Battery energy density is still a problem for designers who want to create electric aerial vehicles that can carry a decent payload for a useful distance, but the team at Tupan Aircraft believes it has come up with what it feels is a reasonable solution.
Tupan’s family of high-speed, vertical takeoff and landing (HSVTOL) drones combines electric propulsion with tiny Jet-A fueled turbine engines to deliver speed, payload capacity, and redundancy in a compact and capable package.
Tupan is a start-up founded by a group of Brazilian engineers with years of experience in propulsion system design, flight testing, aerodynamics, and autonomous flight. The company, based in Jacarei near São Paulo, is working with Turbomachine in São José dos Campos on the development of the small turbine engines that are key to the design of the Tupan-1000, -2000, and -3000 vehicles.
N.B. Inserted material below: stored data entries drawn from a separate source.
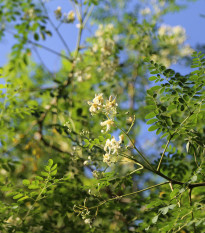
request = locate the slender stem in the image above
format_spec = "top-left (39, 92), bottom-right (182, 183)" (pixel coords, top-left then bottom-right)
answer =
top-left (117, 125), bottom-right (155, 171)
top-left (157, 138), bottom-right (171, 171)
top-left (0, 80), bottom-right (7, 123)
top-left (32, 46), bottom-right (51, 73)
top-left (40, 0), bottom-right (72, 56)
top-left (193, 151), bottom-right (199, 168)
top-left (94, 138), bottom-right (205, 189)
top-left (127, 115), bottom-right (136, 134)
top-left (169, 182), bottom-right (181, 207)
top-left (5, 29), bottom-right (71, 61)
top-left (28, 40), bottom-right (72, 61)
top-left (75, 26), bottom-right (83, 58)
top-left (22, 178), bottom-right (49, 223)
top-left (83, 5), bottom-right (94, 28)
top-left (102, 166), bottom-right (143, 184)
top-left (90, 182), bottom-right (169, 209)
top-left (157, 111), bottom-right (194, 172)
top-left (189, 188), bottom-right (196, 233)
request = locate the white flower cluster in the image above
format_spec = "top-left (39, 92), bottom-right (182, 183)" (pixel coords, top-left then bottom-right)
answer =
top-left (158, 24), bottom-right (186, 44)
top-left (140, 7), bottom-right (151, 16)
top-left (103, 135), bottom-right (123, 165)
top-left (88, 94), bottom-right (117, 116)
top-left (87, 94), bottom-right (123, 166)
top-left (88, 94), bottom-right (118, 132)
top-left (88, 93), bottom-right (104, 115)
top-left (54, 6), bottom-right (62, 19)
top-left (94, 24), bottom-right (115, 56)
top-left (81, 209), bottom-right (91, 226)
top-left (54, 7), bottom-right (75, 23)
top-left (23, 8), bottom-right (35, 20)
top-left (92, 24), bottom-right (118, 80)
top-left (150, 24), bottom-right (193, 67)
top-left (72, 57), bottom-right (92, 82)
top-left (64, 10), bottom-right (75, 23)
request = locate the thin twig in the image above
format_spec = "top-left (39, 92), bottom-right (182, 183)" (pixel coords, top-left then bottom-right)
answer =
top-left (83, 5), bottom-right (94, 28)
top-left (28, 40), bottom-right (71, 61)
top-left (189, 188), bottom-right (196, 233)
top-left (89, 181), bottom-right (169, 210)
top-left (157, 138), bottom-right (172, 171)
top-left (32, 46), bottom-right (51, 73)
top-left (117, 124), bottom-right (155, 171)
top-left (39, 0), bottom-right (72, 56)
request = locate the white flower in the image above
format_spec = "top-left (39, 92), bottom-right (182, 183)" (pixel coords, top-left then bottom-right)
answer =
top-left (83, 160), bottom-right (89, 166)
top-left (104, 95), bottom-right (118, 115)
top-left (92, 170), bottom-right (98, 178)
top-left (103, 153), bottom-right (111, 165)
top-left (103, 136), bottom-right (123, 165)
top-left (76, 23), bottom-right (83, 29)
top-left (84, 218), bottom-right (91, 224)
top-left (67, 10), bottom-right (75, 22)
top-left (93, 93), bottom-right (104, 105)
top-left (54, 6), bottom-right (62, 19)
top-left (88, 102), bottom-right (98, 114)
top-left (104, 137), bottom-right (121, 154)
top-left (88, 93), bottom-right (104, 115)
top-left (119, 134), bottom-right (124, 144)
top-left (92, 44), bottom-right (98, 52)
top-left (100, 119), bottom-right (114, 132)
top-left (140, 7), bottom-right (151, 15)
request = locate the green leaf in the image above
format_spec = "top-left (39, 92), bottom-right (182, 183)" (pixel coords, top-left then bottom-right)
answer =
top-left (89, 143), bottom-right (94, 149)
top-left (41, 171), bottom-right (49, 177)
top-left (63, 176), bottom-right (70, 180)
top-left (48, 159), bottom-right (54, 167)
top-left (94, 138), bottom-right (100, 144)
top-left (98, 136), bottom-right (104, 142)
top-left (149, 86), bottom-right (161, 92)
top-left (44, 166), bottom-right (50, 172)
top-left (13, 194), bottom-right (23, 199)
top-left (146, 118), bottom-right (158, 125)
top-left (51, 164), bottom-right (57, 171)
top-left (17, 196), bottom-right (29, 202)
top-left (160, 132), bottom-right (169, 139)
top-left (170, 188), bottom-right (180, 199)
top-left (35, 176), bottom-right (43, 181)
top-left (22, 179), bottom-right (30, 186)
top-left (34, 33), bottom-right (39, 41)
top-left (145, 112), bottom-right (156, 119)
top-left (144, 57), bottom-right (150, 62)
top-left (150, 70), bottom-right (159, 74)
top-left (106, 134), bottom-right (111, 139)
top-left (84, 139), bottom-right (90, 147)
top-left (149, 76), bottom-right (157, 81)
top-left (28, 184), bottom-right (39, 189)
top-left (50, 169), bottom-right (57, 176)
top-left (148, 124), bottom-right (158, 131)
top-left (156, 128), bottom-right (162, 135)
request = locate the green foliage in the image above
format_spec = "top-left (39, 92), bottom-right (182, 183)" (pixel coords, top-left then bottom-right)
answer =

Tupan CEO Alberto Pereira founded Turbomachine to develop a small stationary turbogenerator for Petrobas then co-developed a 1 MW turbine engine then the TJ1000 turbojet engine for the Brazilian Army’s MTC300 cruise missile.
Weighing just 16 kg (35 pounds), Tupan’s turbofan engine will deliver 180 kg of thrust with a bypass ratio of 2.5:1. With low noise levels an important goal, the engine features an axial fan, centrifugal compressor, and two-stage turbine—all Fadec controlled.
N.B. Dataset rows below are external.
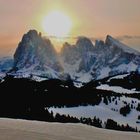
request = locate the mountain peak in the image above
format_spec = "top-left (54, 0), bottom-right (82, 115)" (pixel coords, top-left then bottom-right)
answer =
top-left (63, 42), bottom-right (72, 48)
top-left (13, 30), bottom-right (62, 73)
top-left (76, 36), bottom-right (94, 52)
top-left (95, 40), bottom-right (105, 48)
top-left (27, 29), bottom-right (38, 36)
top-left (22, 30), bottom-right (39, 41)
top-left (76, 37), bottom-right (93, 46)
top-left (105, 35), bottom-right (140, 55)
top-left (105, 35), bottom-right (116, 46)
top-left (6, 30), bottom-right (140, 84)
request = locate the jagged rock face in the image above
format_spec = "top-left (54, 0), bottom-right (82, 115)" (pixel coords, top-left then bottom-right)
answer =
top-left (76, 37), bottom-right (94, 55)
top-left (61, 35), bottom-right (140, 82)
top-left (14, 30), bottom-right (62, 72)
top-left (8, 29), bottom-right (140, 83)
top-left (61, 37), bottom-right (95, 73)
top-left (61, 43), bottom-right (79, 65)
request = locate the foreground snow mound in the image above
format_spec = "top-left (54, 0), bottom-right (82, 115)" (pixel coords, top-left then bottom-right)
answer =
top-left (0, 118), bottom-right (139, 140)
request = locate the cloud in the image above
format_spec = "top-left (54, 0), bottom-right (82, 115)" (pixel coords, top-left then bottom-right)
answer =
top-left (46, 35), bottom-right (102, 42)
top-left (116, 35), bottom-right (140, 41)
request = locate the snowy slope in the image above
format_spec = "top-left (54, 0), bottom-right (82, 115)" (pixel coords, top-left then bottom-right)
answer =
top-left (49, 95), bottom-right (140, 129)
top-left (91, 72), bottom-right (140, 93)
top-left (96, 84), bottom-right (140, 94)
top-left (0, 118), bottom-right (139, 140)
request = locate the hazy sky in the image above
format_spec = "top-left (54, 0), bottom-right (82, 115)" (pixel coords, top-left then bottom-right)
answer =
top-left (0, 0), bottom-right (140, 57)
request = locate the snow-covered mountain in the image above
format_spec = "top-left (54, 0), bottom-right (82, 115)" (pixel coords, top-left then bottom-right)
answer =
top-left (61, 35), bottom-right (140, 84)
top-left (0, 57), bottom-right (13, 72)
top-left (12, 30), bottom-right (64, 79)
top-left (1, 30), bottom-right (140, 133)
top-left (1, 30), bottom-right (140, 84)
top-left (60, 37), bottom-right (96, 84)
top-left (0, 57), bottom-right (13, 79)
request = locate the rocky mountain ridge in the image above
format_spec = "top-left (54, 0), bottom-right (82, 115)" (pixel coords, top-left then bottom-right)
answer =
top-left (1, 30), bottom-right (140, 85)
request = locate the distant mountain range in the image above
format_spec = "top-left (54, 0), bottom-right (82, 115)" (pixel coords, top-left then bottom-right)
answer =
top-left (0, 30), bottom-right (140, 131)
top-left (1, 30), bottom-right (140, 86)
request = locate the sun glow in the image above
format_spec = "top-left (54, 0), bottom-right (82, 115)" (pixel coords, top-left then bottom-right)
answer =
top-left (42, 11), bottom-right (72, 38)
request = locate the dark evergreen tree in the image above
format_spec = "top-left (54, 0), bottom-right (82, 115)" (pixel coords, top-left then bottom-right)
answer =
top-left (120, 105), bottom-right (131, 116)
top-left (136, 103), bottom-right (140, 111)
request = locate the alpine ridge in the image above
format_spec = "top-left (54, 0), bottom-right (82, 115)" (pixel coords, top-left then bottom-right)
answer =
top-left (1, 30), bottom-right (140, 85)
top-left (61, 34), bottom-right (140, 84)
top-left (12, 30), bottom-right (63, 80)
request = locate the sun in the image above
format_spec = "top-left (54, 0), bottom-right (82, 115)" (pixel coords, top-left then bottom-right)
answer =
top-left (42, 11), bottom-right (72, 38)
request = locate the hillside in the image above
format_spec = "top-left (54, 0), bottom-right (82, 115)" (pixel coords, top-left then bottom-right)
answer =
top-left (0, 118), bottom-right (139, 140)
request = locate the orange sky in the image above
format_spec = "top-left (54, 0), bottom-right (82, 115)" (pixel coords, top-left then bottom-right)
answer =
top-left (0, 0), bottom-right (140, 57)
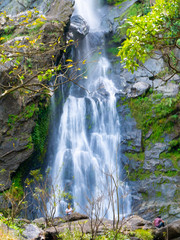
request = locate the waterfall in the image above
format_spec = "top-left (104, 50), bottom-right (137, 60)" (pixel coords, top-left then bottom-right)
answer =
top-left (50, 0), bottom-right (131, 219)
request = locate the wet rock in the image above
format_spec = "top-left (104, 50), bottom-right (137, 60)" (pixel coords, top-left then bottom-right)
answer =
top-left (127, 81), bottom-right (150, 98)
top-left (88, 32), bottom-right (104, 48)
top-left (119, 55), bottom-right (165, 94)
top-left (119, 104), bottom-right (142, 153)
top-left (145, 143), bottom-right (168, 160)
top-left (67, 15), bottom-right (89, 40)
top-left (145, 129), bottom-right (153, 140)
top-left (156, 82), bottom-right (179, 97)
top-left (100, 0), bottom-right (138, 34)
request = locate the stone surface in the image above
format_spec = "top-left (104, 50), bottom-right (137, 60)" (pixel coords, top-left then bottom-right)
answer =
top-left (0, 0), bottom-right (74, 16)
top-left (100, 0), bottom-right (138, 34)
top-left (47, 0), bottom-right (74, 23)
top-left (67, 15), bottom-right (89, 40)
top-left (127, 81), bottom-right (150, 97)
top-left (0, 93), bottom-right (35, 190)
top-left (116, 91), bottom-right (180, 222)
top-left (22, 223), bottom-right (44, 240)
top-left (0, 0), bottom-right (74, 191)
top-left (156, 82), bottom-right (179, 97)
top-left (0, 0), bottom-right (50, 15)
top-left (44, 218), bottom-right (113, 239)
top-left (63, 212), bottom-right (89, 222)
top-left (155, 220), bottom-right (180, 240)
top-left (122, 215), bottom-right (154, 231)
top-left (145, 143), bottom-right (168, 160)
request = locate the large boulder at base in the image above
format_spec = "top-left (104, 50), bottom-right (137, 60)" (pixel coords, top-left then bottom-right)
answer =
top-left (67, 15), bottom-right (89, 40)
top-left (0, 222), bottom-right (19, 239)
top-left (63, 212), bottom-right (89, 222)
top-left (154, 219), bottom-right (180, 240)
top-left (22, 224), bottom-right (44, 240)
top-left (122, 215), bottom-right (154, 231)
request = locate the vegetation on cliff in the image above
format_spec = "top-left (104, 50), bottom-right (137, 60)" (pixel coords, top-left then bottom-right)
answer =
top-left (0, 9), bottom-right (77, 100)
top-left (118, 0), bottom-right (180, 79)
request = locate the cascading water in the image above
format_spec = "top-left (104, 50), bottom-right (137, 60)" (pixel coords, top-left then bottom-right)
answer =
top-left (50, 0), bottom-right (131, 219)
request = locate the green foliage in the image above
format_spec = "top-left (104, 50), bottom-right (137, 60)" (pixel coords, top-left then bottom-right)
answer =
top-left (102, 230), bottom-right (129, 240)
top-left (107, 0), bottom-right (126, 6)
top-left (58, 228), bottom-right (91, 240)
top-left (32, 101), bottom-right (50, 154)
top-left (0, 215), bottom-right (24, 237)
top-left (11, 172), bottom-right (24, 198)
top-left (26, 168), bottom-right (72, 227)
top-left (134, 229), bottom-right (153, 240)
top-left (28, 21), bottom-right (46, 34)
top-left (160, 152), bottom-right (180, 170)
top-left (8, 103), bottom-right (39, 129)
top-left (156, 191), bottom-right (162, 198)
top-left (127, 166), bottom-right (151, 181)
top-left (0, 10), bottom-right (69, 100)
top-left (4, 25), bottom-right (16, 35)
top-left (57, 229), bottom-right (153, 240)
top-left (141, 192), bottom-right (148, 200)
top-left (125, 152), bottom-right (145, 162)
top-left (107, 47), bottom-right (119, 55)
top-left (118, 0), bottom-right (180, 73)
top-left (2, 179), bottom-right (27, 224)
top-left (128, 92), bottom-right (180, 145)
top-left (24, 104), bottom-right (39, 119)
top-left (168, 137), bottom-right (180, 152)
top-left (109, 0), bottom-right (151, 49)
top-left (154, 169), bottom-right (178, 177)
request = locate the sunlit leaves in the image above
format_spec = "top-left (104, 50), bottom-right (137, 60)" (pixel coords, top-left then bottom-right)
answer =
top-left (118, 0), bottom-right (180, 73)
top-left (66, 59), bottom-right (73, 62)
top-left (0, 7), bottom-right (79, 99)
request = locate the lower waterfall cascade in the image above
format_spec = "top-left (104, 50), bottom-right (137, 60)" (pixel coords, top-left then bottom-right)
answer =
top-left (49, 0), bottom-right (131, 219)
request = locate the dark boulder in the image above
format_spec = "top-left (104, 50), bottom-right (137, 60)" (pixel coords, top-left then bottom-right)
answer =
top-left (67, 15), bottom-right (89, 41)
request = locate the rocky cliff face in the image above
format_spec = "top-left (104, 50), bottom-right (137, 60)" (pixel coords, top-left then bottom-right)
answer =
top-left (101, 0), bottom-right (180, 222)
top-left (0, 0), bottom-right (74, 190)
top-left (117, 62), bottom-right (180, 222)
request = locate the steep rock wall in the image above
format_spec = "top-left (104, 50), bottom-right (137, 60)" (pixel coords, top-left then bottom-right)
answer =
top-left (0, 0), bottom-right (74, 190)
top-left (103, 0), bottom-right (180, 222)
top-left (114, 54), bottom-right (180, 222)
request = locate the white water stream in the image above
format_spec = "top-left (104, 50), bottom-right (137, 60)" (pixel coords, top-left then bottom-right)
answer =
top-left (50, 0), bottom-right (131, 219)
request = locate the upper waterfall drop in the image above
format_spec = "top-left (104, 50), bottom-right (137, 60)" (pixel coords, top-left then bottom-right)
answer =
top-left (74, 0), bottom-right (100, 31)
top-left (49, 0), bottom-right (131, 219)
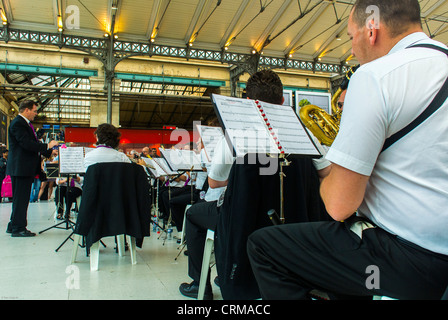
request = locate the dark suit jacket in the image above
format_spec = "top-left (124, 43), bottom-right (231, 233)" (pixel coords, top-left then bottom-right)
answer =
top-left (74, 162), bottom-right (152, 249)
top-left (6, 115), bottom-right (51, 177)
top-left (215, 155), bottom-right (331, 300)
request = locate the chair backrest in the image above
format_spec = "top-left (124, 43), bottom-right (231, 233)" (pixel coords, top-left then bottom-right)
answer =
top-left (74, 162), bottom-right (151, 249)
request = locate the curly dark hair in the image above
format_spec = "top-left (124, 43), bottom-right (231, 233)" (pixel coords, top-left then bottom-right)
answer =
top-left (94, 123), bottom-right (121, 149)
top-left (245, 70), bottom-right (284, 105)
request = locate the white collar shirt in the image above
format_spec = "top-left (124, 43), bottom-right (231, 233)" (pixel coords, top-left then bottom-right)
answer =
top-left (325, 32), bottom-right (448, 255)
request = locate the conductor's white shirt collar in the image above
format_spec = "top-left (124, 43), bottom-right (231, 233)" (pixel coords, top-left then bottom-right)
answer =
top-left (19, 114), bottom-right (30, 124)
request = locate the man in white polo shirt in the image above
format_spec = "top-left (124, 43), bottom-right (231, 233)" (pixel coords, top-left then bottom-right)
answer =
top-left (248, 0), bottom-right (448, 300)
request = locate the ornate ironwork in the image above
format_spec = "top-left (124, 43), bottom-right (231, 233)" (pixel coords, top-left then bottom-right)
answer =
top-left (0, 27), bottom-right (348, 75)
The Tupan aircraft is configured with four turbine engines on short wings at each corner of a flattish fuselage. Each engine can rotate to vertical or horizontal positions. Jet-A is stored in tanks in the fuselage. The largest Tupan will be able to carry up to 600 kg and fly at 850 km/h (528 mph) and have a maximum range of 1,200 km (746 miles). “We’re trying to overcome the challenges of high-speed VTOL flight,” Pereira said.
The carbon-fiber fuselage also contains batteries for four electric motor/ducted fan propulsion units that provide vertical lift to supplement the turbofan engines. The design will allow for a safe landing using electric power in case of failure of all four engines, according to Pereira. The benefit of having both types of powerplant is that the electric motors respond much faster than turbofans to power demands so the combination is more flexible for certain maneuvers.
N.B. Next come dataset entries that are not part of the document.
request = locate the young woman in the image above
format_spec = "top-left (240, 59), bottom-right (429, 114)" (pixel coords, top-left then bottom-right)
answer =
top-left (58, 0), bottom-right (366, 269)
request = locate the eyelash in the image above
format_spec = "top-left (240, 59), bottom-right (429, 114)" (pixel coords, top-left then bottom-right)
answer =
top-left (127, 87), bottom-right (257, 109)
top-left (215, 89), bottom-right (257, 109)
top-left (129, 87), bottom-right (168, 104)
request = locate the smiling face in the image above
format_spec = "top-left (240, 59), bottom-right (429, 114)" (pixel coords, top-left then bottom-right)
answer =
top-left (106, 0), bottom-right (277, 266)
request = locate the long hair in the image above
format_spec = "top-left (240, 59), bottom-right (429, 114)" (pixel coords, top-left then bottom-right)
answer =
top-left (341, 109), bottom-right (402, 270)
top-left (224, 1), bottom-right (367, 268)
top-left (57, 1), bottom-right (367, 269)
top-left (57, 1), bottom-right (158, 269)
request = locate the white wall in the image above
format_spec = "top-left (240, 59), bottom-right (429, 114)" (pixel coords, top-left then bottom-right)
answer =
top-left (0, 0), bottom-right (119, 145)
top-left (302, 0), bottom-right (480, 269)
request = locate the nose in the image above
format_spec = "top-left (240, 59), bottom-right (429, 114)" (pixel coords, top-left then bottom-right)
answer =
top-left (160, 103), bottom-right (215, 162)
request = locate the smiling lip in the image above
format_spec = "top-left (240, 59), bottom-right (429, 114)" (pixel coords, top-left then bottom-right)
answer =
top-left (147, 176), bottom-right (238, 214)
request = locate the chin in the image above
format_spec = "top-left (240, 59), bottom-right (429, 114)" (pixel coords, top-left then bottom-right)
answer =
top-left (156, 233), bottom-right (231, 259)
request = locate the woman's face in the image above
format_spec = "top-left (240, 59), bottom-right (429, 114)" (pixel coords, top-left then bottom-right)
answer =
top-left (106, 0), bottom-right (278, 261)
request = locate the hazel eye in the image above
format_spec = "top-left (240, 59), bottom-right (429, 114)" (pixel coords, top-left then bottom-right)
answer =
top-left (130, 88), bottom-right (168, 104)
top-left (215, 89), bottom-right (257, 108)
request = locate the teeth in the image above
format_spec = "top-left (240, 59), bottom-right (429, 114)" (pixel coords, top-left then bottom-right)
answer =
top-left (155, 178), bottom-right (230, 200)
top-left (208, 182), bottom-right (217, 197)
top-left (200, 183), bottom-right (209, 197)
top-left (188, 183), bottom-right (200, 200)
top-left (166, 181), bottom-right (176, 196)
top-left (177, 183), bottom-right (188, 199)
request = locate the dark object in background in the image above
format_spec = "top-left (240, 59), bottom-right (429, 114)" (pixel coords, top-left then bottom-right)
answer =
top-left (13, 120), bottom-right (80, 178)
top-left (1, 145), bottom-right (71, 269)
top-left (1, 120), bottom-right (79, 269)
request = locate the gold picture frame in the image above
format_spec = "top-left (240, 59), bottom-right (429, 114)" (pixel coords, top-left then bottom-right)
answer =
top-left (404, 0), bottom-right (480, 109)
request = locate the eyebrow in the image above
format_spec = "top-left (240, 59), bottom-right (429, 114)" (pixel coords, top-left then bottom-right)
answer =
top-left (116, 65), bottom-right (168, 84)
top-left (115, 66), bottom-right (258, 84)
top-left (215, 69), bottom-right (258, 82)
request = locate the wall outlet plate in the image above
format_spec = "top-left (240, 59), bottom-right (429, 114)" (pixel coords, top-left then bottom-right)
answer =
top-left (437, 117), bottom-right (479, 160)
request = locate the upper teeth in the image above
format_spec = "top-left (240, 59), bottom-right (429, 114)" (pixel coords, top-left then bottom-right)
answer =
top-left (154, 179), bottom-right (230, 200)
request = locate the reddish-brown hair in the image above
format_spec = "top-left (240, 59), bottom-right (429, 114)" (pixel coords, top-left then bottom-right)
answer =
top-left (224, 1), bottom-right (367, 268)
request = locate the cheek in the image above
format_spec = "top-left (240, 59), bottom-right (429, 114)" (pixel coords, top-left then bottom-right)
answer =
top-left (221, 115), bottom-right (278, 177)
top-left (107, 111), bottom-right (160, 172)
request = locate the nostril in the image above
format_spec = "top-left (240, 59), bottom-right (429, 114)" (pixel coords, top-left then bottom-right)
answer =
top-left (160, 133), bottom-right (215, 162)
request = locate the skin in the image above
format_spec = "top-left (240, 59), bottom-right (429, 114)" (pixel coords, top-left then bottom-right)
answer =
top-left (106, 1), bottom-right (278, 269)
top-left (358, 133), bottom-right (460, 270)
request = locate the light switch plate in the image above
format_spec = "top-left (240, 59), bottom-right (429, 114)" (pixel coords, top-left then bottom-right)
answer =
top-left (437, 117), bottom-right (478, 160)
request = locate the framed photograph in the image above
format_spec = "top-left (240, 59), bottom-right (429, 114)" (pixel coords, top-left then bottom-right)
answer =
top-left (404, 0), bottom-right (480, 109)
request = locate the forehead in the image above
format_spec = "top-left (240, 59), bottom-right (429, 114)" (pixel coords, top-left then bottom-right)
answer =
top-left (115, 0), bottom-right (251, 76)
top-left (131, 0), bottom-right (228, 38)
In addition to battery power for the electric propulsion, the turbine engines will drive generators to keep the battery system topped up. Each engine can feed one motor and the batteries that serve it, but not all motors at once.
So far Tupan has flown an electrically-powered radio-control model—the Tupan-RC 300—and is building a five-meter version. The RC 300 can carry a 2.5-kg payload up to 30 km at speeds of 150 km/h, while the Tupan-1000 will carry 140 kg; 280 kg for the Tupan-2000; and 600 kg for the Tupan-3000.
Although for now the Tupan aircraft are designed to carry cargo and for other unmanned applications—including firefighting, agricultural spraying, and military—the company plans on eventually developing passenger-carrying vehicles.
The company indicated to FutureFlight that the design is somewhat modular, in that the turbofan engines could be swapped with electric propulsors for applications where the turbine engines aren’t needed. An example of this might be for agricultural spraying, where short-distance, heavy-payload flights are the norm.